Englandtreffen im Ofenwerk: Die Briten sind los!

„Time to celebrate!“ Britische Geburtstage am laufenden Band: 100 Jahre Morgan, 50 Jahre Mini, 50 Jahre Jaguar MK II, 50 Jahre Austin Healey und 111 Jahre Donald Healey. Rund 1.000 Enthusiasten der britischen Marken feierten am dritten Septemberwoche 2009 im Nürnberger Ofenwerk ihre Ikonen und machten dabei deutlich: Britishness is in!

Philipp Heerdegen aus St.
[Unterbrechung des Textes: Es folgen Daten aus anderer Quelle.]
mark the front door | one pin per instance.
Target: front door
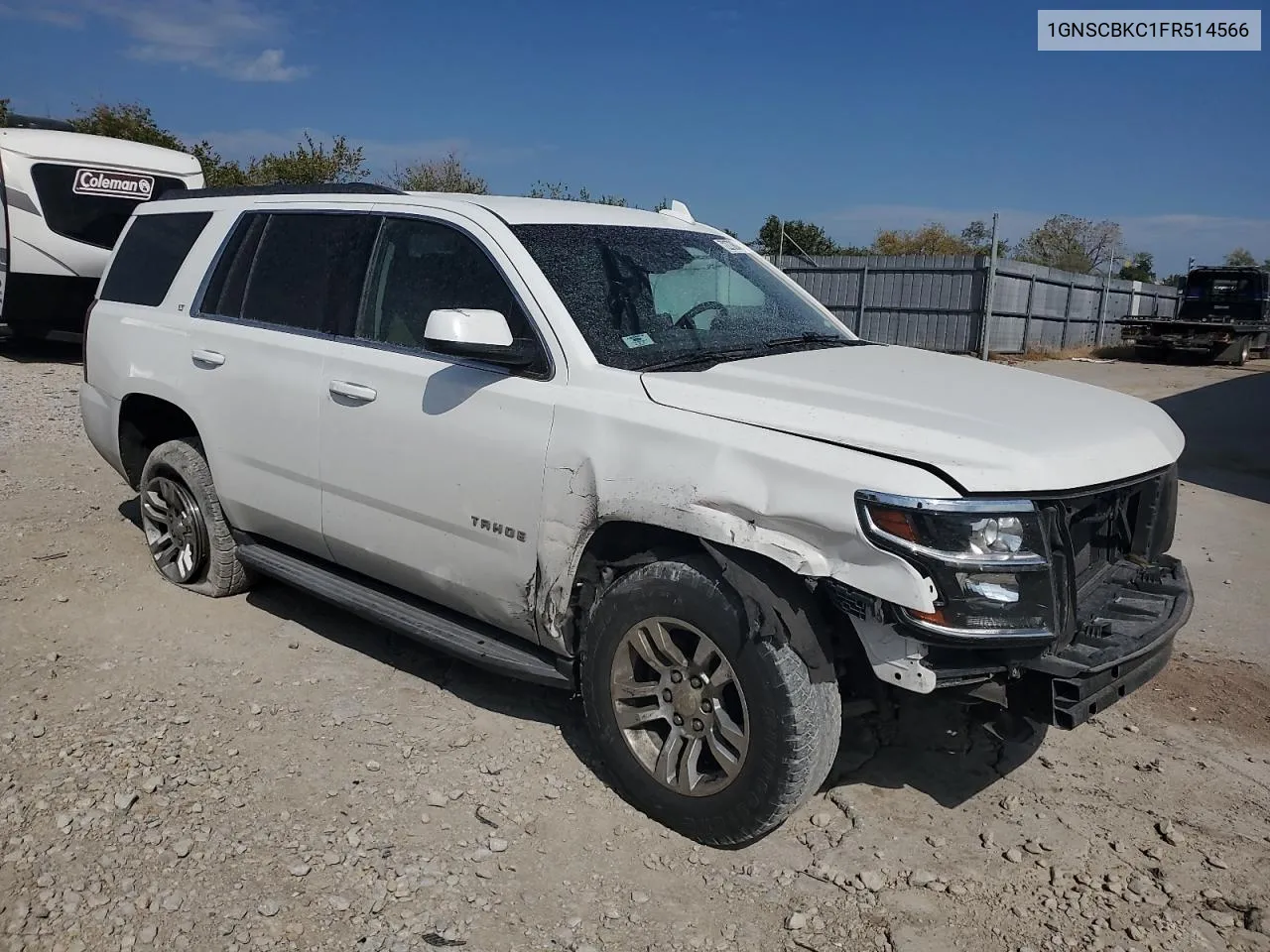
(257, 352)
(432, 467)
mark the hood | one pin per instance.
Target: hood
(988, 426)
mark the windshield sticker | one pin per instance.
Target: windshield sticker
(112, 184)
(731, 245)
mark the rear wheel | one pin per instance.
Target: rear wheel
(708, 731)
(189, 537)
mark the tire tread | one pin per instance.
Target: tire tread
(225, 574)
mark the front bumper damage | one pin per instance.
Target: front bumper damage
(1129, 617)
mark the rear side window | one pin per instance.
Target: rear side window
(294, 270)
(90, 204)
(150, 255)
(225, 290)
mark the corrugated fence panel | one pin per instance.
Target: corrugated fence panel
(938, 301)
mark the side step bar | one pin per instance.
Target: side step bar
(437, 627)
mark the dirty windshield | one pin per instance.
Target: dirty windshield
(666, 298)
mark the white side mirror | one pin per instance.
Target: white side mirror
(477, 335)
(467, 326)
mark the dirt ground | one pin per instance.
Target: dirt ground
(268, 774)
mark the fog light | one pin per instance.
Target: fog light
(1002, 589)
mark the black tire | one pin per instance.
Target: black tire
(1241, 358)
(794, 726)
(218, 571)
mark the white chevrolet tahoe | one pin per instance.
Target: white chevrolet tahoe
(619, 452)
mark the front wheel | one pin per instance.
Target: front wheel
(707, 730)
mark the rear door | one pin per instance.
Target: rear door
(258, 343)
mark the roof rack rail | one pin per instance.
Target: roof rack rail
(37, 122)
(339, 188)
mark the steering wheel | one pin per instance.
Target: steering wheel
(686, 320)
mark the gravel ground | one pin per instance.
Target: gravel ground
(264, 772)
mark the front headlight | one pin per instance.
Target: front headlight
(988, 558)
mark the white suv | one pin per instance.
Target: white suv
(620, 452)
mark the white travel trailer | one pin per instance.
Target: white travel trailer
(64, 199)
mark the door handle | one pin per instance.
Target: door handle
(208, 357)
(352, 391)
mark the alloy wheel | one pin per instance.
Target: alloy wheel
(680, 706)
(175, 529)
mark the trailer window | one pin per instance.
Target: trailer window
(94, 220)
(150, 255)
(1224, 287)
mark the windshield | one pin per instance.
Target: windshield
(1222, 287)
(649, 298)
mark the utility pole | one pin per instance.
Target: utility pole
(989, 294)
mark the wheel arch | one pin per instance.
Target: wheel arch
(780, 604)
(145, 422)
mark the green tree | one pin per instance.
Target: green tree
(131, 121)
(559, 190)
(1071, 244)
(445, 175)
(217, 172)
(801, 238)
(310, 163)
(1139, 267)
(933, 239)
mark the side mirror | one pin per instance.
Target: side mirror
(480, 335)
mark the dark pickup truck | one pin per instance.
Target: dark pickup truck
(1223, 313)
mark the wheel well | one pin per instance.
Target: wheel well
(617, 547)
(145, 421)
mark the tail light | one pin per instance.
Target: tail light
(87, 316)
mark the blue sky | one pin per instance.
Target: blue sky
(853, 116)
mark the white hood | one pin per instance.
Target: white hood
(988, 426)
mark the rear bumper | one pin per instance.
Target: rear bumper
(1125, 640)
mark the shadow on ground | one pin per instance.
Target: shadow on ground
(40, 350)
(1227, 426)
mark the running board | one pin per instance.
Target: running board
(445, 631)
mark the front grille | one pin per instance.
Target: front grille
(1092, 531)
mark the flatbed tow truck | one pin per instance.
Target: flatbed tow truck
(1223, 313)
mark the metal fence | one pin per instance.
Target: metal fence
(939, 301)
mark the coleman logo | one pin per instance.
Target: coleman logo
(113, 184)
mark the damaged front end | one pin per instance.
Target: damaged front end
(1056, 606)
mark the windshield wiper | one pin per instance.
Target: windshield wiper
(813, 338)
(706, 358)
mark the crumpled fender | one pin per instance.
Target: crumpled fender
(780, 497)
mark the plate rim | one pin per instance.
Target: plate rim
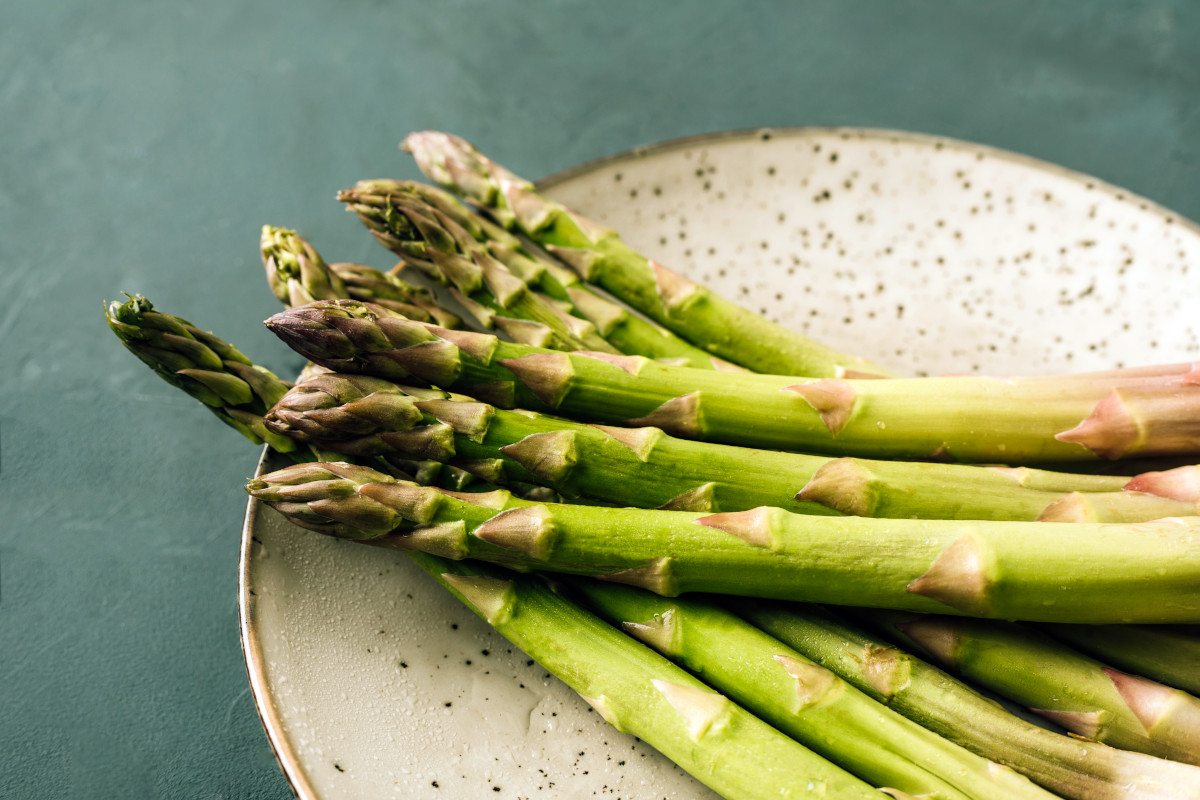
(268, 714)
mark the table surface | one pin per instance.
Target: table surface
(143, 146)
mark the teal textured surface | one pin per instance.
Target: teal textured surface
(145, 144)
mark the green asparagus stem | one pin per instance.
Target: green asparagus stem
(1084, 572)
(496, 295)
(599, 254)
(1069, 767)
(1162, 653)
(295, 271)
(720, 744)
(298, 275)
(647, 468)
(1079, 693)
(642, 693)
(802, 698)
(202, 365)
(599, 322)
(388, 289)
(957, 419)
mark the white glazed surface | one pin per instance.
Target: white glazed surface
(928, 256)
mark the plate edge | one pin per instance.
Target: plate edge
(252, 657)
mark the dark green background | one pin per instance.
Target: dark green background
(143, 145)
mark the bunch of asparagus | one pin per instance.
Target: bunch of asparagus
(605, 458)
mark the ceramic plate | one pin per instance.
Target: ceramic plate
(924, 254)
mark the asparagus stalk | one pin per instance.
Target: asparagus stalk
(1074, 691)
(642, 693)
(202, 365)
(298, 275)
(637, 691)
(497, 296)
(1079, 573)
(238, 391)
(963, 419)
(388, 289)
(598, 253)
(802, 698)
(647, 468)
(1069, 767)
(595, 318)
(1165, 654)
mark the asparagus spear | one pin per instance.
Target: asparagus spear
(298, 275)
(238, 391)
(1069, 767)
(202, 365)
(802, 698)
(642, 693)
(1079, 693)
(1035, 571)
(639, 692)
(497, 296)
(595, 319)
(647, 468)
(1165, 654)
(963, 419)
(600, 256)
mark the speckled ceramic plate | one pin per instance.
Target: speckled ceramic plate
(924, 254)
Gallen ist ein Genießer. „Ich habe mich am gestrigen Morgen in meinen Austin-Healey gesetzt, das Verdeck zurück geklappt und bin in aller Ruhe vom Bodensee über gewundene Landstraßen hierher nach Nürnberg gefahren“, berichtet der sympathische Schweizer im weißen Cricket-Pullover gegenüber Classic Driver. Bei bestem Spätsommerwetter und mit dem passenden Fahrzeug ist eine solche Fahrt tatsächlich ein automobiler Hochgenuss. Heerdegen hat einen weiß roten Healey BN6 100/6 MkI aus dem Jahre 1959 zum Englandtreffen ins Nürnberger Ofenwerk gelenkt.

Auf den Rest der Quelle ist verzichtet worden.